Marktbreite beim S&P500 schwach
Auf Indexebene zeigt sich die Marktbreite solide. So befinden sich 82% der globalen Aktienindizes im Aufwärtstrend, was einem Zuwachs von 18%-Punkten gegenüber Dezember entspricht. Lediglich einige asiatische Indizes verzeichnen noch einen negativen Trend. Auf Einzeltitelebene bleibt die Marktbreite für den S&P500 schwach. So stehen weiterhin die nach Marktkapitalisierung fünf größten Titel für 26% der Wertentwicklung. 60% der Titel notieren oberhalb der 200-Tage-Linie, aber nur 12% verzeichnen neue 4-Wochen-Hochs. In Europa ist die Marktbreite deutlich ausgeprägter. Hier notieren 65% der Titel im Eurostoxx über ihrer 200-Tage-Linie. Zusätzlich verzeichnen über 25% der Titel neue 4-Wochen-Hochs, was überdurchschnittlich ist. Zusammenfassend ist die Marktbreite in Europa gut, während sie im S&P500 weiterhin schwach bleibt.
Charttechnik: Eurostoxx vor S&P500
Auch charttechnisch sieht das Bild für den Eurostoxx rosiger aus als für den S&P500. Nachdem der Eurostoxx weite Teile des Jahres 2024 in einer volatilen Seitwärtsrange gehandelt hatte, gelang im Zuge der Rotation im Januar der Ausbruch nach oben. Infolgedessen wurden neue Höchststände erreicht. Das Momentum ist ungebrochen positiv. Der MACD-Indikator generiert sowohl auf Tages- als auch auf Wochenbasis ein Kaufsignal. Alle gleitenden Durchschnitte (5, 20, 50, 100, 200 Tage) sind aufwärtsgerichtet. Und auch die Bollinger-Bänder sprechen für einen intakten Trend. Einzig der RSI (Relative-Stärke-Index) signalisiert ein überkauftes Niveau, was angesichts der anhaltend starken Dynamik noch nicht überbewertet werden sollte. Erst beim Unterschreiten des mittleren Bandes bei 541 Punkten (-3,7%) wäre der Trend zunächst gebrochen. Damit dürfte sich die Outperformance des Eurostoxx gegenüber dem S&P500 fortsetzen. Unterstützung findet der Eurostoxx bei 543 Punkten (-3,3%) und anschließend bei 528 Punkten (-6,0%; zyklisches Hoch). Insgesamt ist das Bild für den Eurostoxx positiv.

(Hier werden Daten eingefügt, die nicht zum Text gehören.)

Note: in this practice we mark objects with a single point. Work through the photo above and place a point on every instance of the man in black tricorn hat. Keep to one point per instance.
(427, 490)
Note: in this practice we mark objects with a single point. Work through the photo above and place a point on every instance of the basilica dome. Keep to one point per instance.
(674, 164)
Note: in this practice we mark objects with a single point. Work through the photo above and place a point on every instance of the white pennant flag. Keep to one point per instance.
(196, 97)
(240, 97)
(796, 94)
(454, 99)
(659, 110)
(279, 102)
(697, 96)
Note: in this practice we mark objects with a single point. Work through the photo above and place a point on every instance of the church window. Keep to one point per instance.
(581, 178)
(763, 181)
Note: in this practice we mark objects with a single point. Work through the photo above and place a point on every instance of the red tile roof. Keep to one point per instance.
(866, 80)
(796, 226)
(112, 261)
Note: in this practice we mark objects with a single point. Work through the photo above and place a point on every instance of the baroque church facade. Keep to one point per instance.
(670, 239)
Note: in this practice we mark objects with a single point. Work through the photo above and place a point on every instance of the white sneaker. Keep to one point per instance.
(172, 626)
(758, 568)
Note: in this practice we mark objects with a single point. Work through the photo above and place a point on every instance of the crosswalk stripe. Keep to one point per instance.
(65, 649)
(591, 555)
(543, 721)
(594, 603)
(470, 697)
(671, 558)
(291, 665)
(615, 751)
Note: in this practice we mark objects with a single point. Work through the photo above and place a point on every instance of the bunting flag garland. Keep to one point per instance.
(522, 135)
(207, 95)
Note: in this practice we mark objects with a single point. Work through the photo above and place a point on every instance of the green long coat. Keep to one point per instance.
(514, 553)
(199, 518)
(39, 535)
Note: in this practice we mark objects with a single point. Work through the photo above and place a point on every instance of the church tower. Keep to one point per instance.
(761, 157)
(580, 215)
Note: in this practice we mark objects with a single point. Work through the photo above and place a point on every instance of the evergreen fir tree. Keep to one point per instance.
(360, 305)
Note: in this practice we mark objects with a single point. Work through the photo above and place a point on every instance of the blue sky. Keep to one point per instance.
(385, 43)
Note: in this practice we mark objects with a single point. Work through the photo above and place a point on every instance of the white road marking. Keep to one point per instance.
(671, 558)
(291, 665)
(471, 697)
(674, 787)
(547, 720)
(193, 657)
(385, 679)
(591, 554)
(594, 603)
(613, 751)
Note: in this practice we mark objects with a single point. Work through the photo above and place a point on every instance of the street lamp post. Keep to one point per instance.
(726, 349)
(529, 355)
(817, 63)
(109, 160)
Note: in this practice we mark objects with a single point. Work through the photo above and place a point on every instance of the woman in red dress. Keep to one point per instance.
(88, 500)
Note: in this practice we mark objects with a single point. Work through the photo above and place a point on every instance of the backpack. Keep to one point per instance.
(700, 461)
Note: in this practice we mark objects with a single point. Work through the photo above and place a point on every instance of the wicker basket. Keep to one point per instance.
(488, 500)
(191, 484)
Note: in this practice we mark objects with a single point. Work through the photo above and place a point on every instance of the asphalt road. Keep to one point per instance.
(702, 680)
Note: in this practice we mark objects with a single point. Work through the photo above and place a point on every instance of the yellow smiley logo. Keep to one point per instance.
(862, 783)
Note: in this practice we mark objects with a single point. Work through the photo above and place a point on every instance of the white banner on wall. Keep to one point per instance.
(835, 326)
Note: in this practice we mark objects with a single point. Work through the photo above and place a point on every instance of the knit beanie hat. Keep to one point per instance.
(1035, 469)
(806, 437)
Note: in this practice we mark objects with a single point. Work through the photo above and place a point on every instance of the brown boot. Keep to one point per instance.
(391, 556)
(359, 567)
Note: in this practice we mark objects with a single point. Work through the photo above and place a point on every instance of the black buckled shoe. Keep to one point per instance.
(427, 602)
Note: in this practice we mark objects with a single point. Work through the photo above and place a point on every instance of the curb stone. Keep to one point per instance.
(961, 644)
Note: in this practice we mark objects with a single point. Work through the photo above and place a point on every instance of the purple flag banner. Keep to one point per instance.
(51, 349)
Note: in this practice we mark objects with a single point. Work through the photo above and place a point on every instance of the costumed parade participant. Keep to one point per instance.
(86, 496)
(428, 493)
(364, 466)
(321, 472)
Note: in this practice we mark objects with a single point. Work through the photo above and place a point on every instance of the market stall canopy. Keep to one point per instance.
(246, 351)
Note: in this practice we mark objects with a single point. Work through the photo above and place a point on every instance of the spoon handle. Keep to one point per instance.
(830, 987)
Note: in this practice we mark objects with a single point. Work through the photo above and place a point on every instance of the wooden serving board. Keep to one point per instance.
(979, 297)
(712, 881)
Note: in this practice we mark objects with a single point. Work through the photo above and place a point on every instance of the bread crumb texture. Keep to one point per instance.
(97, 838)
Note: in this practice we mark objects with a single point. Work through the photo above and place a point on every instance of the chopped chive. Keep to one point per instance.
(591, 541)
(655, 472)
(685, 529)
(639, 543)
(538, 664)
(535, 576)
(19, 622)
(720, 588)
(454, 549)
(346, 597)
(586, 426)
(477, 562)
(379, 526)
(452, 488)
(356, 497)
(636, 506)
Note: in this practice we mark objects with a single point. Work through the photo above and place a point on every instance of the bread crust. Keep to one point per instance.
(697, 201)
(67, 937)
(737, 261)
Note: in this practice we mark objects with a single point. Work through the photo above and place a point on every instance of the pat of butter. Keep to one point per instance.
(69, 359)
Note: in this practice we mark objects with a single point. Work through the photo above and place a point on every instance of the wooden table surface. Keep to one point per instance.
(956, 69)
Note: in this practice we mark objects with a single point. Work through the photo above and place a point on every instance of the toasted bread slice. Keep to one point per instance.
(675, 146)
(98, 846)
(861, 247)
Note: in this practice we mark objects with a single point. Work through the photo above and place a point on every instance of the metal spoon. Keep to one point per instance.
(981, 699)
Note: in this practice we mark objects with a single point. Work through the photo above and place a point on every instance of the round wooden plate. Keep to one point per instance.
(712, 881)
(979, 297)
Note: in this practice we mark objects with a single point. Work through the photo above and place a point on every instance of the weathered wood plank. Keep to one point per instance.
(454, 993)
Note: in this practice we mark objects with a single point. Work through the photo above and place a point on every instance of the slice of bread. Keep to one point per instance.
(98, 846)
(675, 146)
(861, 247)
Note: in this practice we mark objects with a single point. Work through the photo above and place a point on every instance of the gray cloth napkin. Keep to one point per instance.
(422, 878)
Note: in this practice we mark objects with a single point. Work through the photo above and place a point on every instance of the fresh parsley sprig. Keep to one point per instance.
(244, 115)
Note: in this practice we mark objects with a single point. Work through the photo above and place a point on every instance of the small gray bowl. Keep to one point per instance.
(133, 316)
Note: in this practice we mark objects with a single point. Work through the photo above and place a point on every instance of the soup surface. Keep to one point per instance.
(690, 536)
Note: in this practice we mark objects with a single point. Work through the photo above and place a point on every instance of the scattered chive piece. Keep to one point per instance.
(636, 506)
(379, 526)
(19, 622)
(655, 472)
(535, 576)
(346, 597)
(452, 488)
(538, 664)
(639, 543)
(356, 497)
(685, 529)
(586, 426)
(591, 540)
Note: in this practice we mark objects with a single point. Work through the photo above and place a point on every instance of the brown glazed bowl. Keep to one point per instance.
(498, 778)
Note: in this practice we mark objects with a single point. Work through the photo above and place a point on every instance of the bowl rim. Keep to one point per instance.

Der S&P500 handelt seit November in einer volatilen Seitwärtsrange. Jüngst konnte sich der Index oberhalb der Unterstützungsmarke von 6.000 Punkten halten, wodurch die Schwankungsbreite rückläufig war. Damit steuert der Index auf ein symmetrisches Dreieck zu, das zu einem Ausbruch in beide Richtungen führen kann. Solange keine Rückschläge unterhalb der Marke von 6.000 Punkten erfolgen (-1,9%) sehen wir den Index gut unterstützt. Eine Unterschreitung würde zu einem Rückgang bis auf die zyklischen Tiefs von 5.780 (-5,4%; unteres Ende der Seitwärtsrange) und anschließend 5.700 (-6,7%; zyklisches Tief) führen. Wahrscheinlicher ist es, dass der Index dem positiven kurzfristigen Trend (20-Tage-Linie) folgt und die zyklischen Hochs bei 6.137 (+0,4%) mit einem positiven Ausbruch aus dem symmetrischen Dreieck testet. Sollte eine Überschreitung gelingen, wäre der seit November anhaltende Seitwärtstrend nach oben durchbrochen und der Index würde Fahrt zu neuen Hochs aufnehmen. Zusammenfassend bleibt das Bild für den S&P500 zunächst neutral.